If there's one thing we know about the Antonio Berardi woman, it's that she's definitely not shy and retiring. She wears dresses so short they necessitate matching embroidered knickers, buckles her multi-strap fetishy sling-backs high on bare legs, and revels in frocks spliced with plenty of chiffon panels to flash glimpses of cheeky flesh beneath. In short, she's no wallflower.
At the same time, there's a fine line between nymphette and nymphomaniac - one Berardi has lamentably crossed a few times prior. For spring/summer, however, Berardi's hand was sure. The season normally gives him the opportunity to bare some toned and tanned flesh, but this time he kept it covered up, by and large. As with so many other designers, Berardi's femininity was tinged with futurism. In his case, rather than chopping chiffon into his taut dresses, he stitched-up breastplates of silvery PVC that resembled mother-of-pearl, sometime cutting the same into rounded-shoulder bolero jackets. Traditional meets modern. That felt fresh from Berardi, as did his diva evening dresses, flecked with embroidery but cut with a new ease that allowed his models to move freely. Some fell from a flattering high was, gathered Directoire style into a narrow hem- other took the opposite route, flaring from the thigh but gently cupping the body from breast to buttocks.

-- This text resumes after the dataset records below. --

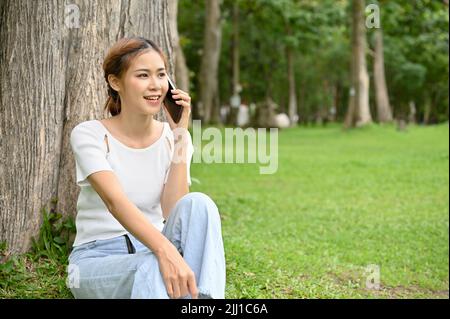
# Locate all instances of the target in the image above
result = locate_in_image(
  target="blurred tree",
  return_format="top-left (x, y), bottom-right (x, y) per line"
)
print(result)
top-left (372, 26), bottom-right (393, 123)
top-left (234, 0), bottom-right (346, 125)
top-left (345, 0), bottom-right (372, 128)
top-left (178, 0), bottom-right (205, 119)
top-left (198, 0), bottom-right (223, 124)
top-left (382, 0), bottom-right (448, 123)
top-left (367, 1), bottom-right (393, 123)
top-left (178, 0), bottom-right (448, 125)
top-left (225, 0), bottom-right (241, 126)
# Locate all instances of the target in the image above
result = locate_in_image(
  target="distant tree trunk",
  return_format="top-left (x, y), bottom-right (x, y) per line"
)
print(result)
top-left (408, 100), bottom-right (416, 124)
top-left (298, 79), bottom-right (306, 124)
top-left (227, 1), bottom-right (240, 126)
top-left (331, 83), bottom-right (340, 121)
top-left (199, 0), bottom-right (222, 124)
top-left (373, 28), bottom-right (393, 123)
top-left (424, 96), bottom-right (432, 124)
top-left (0, 0), bottom-right (173, 254)
top-left (286, 27), bottom-right (298, 126)
top-left (345, 0), bottom-right (372, 128)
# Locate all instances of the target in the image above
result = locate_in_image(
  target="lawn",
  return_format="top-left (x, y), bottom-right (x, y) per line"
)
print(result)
top-left (193, 122), bottom-right (449, 298)
top-left (1, 123), bottom-right (448, 298)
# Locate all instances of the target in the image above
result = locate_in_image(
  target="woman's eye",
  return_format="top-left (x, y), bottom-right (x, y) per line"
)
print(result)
top-left (138, 73), bottom-right (165, 78)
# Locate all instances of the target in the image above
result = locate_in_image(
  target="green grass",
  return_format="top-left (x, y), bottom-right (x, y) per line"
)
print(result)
top-left (0, 209), bottom-right (75, 299)
top-left (1, 123), bottom-right (448, 298)
top-left (192, 122), bottom-right (449, 298)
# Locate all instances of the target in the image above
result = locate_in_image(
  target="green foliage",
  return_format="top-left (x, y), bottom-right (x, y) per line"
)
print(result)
top-left (31, 208), bottom-right (76, 264)
top-left (0, 242), bottom-right (15, 277)
top-left (191, 123), bottom-right (449, 298)
top-left (0, 210), bottom-right (76, 298)
top-left (379, 0), bottom-right (449, 122)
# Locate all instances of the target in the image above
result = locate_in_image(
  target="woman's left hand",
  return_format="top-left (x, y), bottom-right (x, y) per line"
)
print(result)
top-left (163, 89), bottom-right (191, 131)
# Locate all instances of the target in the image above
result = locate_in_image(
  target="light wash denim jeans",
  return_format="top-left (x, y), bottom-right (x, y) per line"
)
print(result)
top-left (67, 192), bottom-right (226, 299)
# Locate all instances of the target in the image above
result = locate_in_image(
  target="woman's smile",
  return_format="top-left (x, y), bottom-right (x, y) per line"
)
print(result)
top-left (143, 94), bottom-right (162, 106)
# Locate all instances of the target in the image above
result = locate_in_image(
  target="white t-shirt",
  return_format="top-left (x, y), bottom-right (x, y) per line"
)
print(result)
top-left (70, 119), bottom-right (193, 247)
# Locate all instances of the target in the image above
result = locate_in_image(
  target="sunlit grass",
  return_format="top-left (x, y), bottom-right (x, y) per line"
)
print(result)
top-left (191, 123), bottom-right (449, 298)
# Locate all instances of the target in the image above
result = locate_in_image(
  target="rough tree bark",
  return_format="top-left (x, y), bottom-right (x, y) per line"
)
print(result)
top-left (0, 0), bottom-right (173, 254)
top-left (0, 0), bottom-right (68, 255)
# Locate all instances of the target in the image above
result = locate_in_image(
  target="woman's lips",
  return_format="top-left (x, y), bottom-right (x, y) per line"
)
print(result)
top-left (144, 96), bottom-right (161, 106)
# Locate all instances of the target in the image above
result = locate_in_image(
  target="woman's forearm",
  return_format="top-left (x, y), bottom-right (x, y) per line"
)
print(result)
top-left (161, 129), bottom-right (191, 219)
top-left (108, 195), bottom-right (171, 257)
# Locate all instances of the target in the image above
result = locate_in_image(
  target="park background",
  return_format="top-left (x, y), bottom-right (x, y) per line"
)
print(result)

That ease was evident throughout the show, Berardi's body-conscious signature loosened up somewhat. Those waist-gripping dresses were still in evidence, of course, but georgette was fashioned into go-faster tent shapes, thigh-high at front and whipping into short trains behind. The best of those came scrolled with old-fashioned bead embroidery - claret across palest mint-green was stand-out - or layered over sequin-encrusted fitted trousers. Trousers: there's something that's often forgotten on the Berardi catwalk, quite literally - he loves a jacket-dress over bare legs that boy. There were a slew of great pairs today, in pale blush blocked with maroon or black with white, cut high and wide in a couple of slightly slouchy, androgynous suits. They were less than androgynous when they cinched the waist in sheer organza. Make that very sheer, the seams of the jacket just about preserving modest above waist (lucky it was cut to skim mid-thigh). With a lining, however, they will have a life off the catwalk, and not just on the Berardi army of femme fatales who never shy away from a bit of full-frontal.